8 Visualize data
Data visualization is an art. The purposes of visualizing data are manifold. You can emphasize facts, get known to data, detect anomalies, and communicate a large amount of information simply and intuitive. Whatever your goal is, thousand of appropriate ways exist to visualize data. Many decisions to take are simply a matter of taste. However, there are some conventions and guidelines that help you to make on average better decisions when designing a visualization:
- Good graphs are easy to understand and eye catching.
- Graphs can be misleading and manipulative and that is opposing to the ideas of science. Thus, be responsible and honest.
- Minimize colors and other attention-grabbing elements that are not directly related to the data of interest. Worldwide, there are approximately 300 million color blind people. In particular, red, green or blue light are problematic to color blind people. Thus, better rely on color schemes that are designed for colorblind people.
- Don’t truncate an axis or change the scaling within an axis just to make you your story more appealing. Show the full scale of the graph, then zoom to show the data of interest, if necessary.

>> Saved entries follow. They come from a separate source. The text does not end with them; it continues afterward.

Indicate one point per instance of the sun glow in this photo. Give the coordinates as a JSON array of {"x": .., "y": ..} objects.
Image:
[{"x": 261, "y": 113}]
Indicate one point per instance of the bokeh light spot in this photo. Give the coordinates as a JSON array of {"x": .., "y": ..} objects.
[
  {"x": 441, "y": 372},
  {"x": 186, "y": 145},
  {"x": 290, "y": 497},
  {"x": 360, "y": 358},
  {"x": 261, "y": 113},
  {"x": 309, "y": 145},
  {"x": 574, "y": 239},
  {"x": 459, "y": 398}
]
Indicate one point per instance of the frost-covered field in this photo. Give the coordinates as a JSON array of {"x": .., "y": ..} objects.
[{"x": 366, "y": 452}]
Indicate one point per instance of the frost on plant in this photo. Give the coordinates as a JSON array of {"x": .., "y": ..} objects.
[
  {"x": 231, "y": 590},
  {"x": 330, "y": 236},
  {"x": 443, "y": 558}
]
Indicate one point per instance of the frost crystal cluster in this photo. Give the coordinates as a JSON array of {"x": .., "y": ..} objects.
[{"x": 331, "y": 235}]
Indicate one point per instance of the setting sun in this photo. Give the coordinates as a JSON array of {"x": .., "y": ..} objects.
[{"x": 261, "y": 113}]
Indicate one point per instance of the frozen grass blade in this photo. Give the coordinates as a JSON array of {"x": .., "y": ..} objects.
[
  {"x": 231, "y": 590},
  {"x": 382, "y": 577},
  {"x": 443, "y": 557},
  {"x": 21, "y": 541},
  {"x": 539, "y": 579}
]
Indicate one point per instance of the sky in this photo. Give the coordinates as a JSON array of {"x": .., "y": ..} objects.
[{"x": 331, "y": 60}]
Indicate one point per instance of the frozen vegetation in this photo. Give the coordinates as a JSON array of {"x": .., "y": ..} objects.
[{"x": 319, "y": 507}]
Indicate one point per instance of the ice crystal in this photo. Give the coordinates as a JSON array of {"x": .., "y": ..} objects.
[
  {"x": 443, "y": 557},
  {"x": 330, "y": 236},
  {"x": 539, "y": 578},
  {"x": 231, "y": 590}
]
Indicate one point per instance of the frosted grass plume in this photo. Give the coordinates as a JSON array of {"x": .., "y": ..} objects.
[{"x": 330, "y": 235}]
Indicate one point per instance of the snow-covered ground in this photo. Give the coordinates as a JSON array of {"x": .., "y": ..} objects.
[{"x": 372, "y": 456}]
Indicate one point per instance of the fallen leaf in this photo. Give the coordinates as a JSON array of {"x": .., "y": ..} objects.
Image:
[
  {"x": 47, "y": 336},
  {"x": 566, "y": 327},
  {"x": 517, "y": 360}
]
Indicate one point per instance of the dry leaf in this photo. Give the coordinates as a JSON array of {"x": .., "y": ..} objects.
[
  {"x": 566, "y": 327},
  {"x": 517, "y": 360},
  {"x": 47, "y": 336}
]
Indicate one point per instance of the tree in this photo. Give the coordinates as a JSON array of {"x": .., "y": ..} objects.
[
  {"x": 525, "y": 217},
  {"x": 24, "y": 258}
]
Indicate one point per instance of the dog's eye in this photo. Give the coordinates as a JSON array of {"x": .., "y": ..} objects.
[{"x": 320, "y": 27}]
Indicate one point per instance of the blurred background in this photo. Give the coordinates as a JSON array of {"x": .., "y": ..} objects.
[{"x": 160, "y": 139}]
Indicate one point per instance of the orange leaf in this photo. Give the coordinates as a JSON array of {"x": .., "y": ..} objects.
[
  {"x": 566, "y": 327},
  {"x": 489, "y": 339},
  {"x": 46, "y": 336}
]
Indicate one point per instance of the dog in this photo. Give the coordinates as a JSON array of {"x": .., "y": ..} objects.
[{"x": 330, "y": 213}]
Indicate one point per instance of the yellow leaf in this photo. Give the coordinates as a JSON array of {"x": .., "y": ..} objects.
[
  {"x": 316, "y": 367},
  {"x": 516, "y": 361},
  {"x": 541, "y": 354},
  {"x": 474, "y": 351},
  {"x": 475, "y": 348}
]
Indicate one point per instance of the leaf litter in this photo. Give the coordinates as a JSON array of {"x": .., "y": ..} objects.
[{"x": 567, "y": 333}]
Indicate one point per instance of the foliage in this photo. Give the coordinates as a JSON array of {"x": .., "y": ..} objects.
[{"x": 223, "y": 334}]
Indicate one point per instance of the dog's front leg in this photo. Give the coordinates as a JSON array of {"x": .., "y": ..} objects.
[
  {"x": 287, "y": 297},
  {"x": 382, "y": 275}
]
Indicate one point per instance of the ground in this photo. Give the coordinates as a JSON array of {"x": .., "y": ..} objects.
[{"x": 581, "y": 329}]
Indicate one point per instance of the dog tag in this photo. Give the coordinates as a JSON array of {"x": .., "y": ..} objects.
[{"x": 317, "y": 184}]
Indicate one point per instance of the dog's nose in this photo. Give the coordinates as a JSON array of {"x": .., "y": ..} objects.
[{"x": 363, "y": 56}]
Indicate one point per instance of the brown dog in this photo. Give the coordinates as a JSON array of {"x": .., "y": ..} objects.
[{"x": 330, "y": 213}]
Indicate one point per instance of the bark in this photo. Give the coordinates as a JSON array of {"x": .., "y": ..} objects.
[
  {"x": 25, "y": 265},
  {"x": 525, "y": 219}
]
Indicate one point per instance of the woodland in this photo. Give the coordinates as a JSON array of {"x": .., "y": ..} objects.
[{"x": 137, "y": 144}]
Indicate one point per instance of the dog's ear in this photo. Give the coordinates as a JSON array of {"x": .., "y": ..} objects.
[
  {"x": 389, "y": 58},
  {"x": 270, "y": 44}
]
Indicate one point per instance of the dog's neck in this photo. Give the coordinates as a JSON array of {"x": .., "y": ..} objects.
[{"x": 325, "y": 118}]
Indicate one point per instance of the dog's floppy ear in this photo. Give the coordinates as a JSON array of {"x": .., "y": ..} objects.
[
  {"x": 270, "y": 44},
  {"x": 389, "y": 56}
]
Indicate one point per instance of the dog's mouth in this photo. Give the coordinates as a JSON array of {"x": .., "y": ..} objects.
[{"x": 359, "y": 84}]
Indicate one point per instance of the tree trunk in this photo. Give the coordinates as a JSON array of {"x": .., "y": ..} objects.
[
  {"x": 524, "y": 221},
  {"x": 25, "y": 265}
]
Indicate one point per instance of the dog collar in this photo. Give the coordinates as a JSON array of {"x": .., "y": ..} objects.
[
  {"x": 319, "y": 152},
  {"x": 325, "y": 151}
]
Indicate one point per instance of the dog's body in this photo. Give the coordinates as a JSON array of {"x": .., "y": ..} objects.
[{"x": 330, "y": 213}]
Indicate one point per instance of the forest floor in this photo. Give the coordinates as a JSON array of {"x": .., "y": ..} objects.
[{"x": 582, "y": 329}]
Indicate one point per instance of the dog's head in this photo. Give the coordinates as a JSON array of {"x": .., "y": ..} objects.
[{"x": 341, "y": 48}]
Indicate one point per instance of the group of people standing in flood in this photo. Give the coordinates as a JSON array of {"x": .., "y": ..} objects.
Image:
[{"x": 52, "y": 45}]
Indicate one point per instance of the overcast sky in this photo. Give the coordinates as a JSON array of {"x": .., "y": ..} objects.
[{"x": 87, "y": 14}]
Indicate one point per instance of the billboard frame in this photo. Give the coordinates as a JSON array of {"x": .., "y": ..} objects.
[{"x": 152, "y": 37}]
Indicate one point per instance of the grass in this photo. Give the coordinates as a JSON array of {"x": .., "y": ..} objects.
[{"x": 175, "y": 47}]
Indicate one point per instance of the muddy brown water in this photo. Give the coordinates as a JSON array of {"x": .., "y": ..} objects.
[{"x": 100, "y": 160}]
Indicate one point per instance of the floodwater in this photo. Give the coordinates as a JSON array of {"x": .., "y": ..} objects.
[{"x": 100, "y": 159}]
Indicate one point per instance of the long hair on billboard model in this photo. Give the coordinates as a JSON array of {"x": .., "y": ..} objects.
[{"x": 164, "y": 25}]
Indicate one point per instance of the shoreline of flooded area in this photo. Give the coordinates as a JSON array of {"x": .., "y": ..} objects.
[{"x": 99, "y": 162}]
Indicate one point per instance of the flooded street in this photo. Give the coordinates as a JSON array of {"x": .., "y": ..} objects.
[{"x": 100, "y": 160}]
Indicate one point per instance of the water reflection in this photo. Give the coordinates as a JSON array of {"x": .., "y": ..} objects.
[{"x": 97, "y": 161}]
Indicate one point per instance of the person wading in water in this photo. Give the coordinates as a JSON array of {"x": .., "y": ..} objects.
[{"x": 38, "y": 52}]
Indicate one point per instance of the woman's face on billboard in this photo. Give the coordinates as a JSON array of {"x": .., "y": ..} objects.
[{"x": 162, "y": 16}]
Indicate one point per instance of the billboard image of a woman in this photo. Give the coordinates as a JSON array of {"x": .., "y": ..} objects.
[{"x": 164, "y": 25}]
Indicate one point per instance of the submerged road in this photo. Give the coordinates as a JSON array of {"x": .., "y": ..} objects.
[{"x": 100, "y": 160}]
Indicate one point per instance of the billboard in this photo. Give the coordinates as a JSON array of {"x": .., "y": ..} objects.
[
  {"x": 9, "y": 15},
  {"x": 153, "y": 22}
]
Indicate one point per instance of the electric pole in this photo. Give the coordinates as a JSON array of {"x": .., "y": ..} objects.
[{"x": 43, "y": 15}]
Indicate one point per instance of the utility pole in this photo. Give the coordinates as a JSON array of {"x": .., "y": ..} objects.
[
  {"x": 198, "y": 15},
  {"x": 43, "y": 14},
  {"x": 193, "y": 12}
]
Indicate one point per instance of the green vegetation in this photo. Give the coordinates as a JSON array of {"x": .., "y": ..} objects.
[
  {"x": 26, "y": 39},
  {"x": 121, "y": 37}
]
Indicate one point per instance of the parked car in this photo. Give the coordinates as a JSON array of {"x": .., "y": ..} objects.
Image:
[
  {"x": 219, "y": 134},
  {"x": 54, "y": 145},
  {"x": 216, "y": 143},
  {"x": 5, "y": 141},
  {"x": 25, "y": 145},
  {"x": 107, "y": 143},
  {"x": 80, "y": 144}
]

- Label and describe your chart sufficiently so that everybody can fully understand the content of the shown data set and statistics without having to study the notes of the graph for too long.
- Don’t do pie charts. They may look simple, but they’re tricky to get right and there are usually better alternatives. Humans are not very good at comparing the size of angles and as there’s no scale in pie plots, reading accurate values is difficult. Figure Figure 8.1 may proof this.
- Data Visualization: Chart Dos and Don’ts (by Duke University)
- Graphs and Visualising Data by Oliver Kirchkamp. In particular, I highly recommend his handout (Kirchkamp, 2018). It discusses many pitfalls of visualizing data, instructs how to do good graphs, and he shows the corresponding R code of all graphs.
- The From Data to Viz website leads you to the most appropriate graph for your data. It links to the code to build it and lists common caveats you should avoid.
- The R Graph Gallery and R CHARTS by R CODER shows graphs and the corresponding R code to replicate the graphs
- The work of Edward Tufte and his book The Visual Display of Quantitative Information (Tufte, 2022) are classical readings.
A great resource to learn how to visualize data is Wickham & Grolemund (2023). As I cannot do that any better, I refer to that source and refrain from writing section myself. It introduces the ggplot
function which is part of the ggplot2
package which, in turn, is part of the tidyverse package. Thus, if you’ve installed and loaded tidyverse, you automatically have access to ggplot
. Creating beautiful and informative graphs is easy with ggplot
. To proof that claim, study the chapter (Data visualization) of Wickham & Grolemund (2023). Another good resource on modern data visualization is Kabacoff (2024).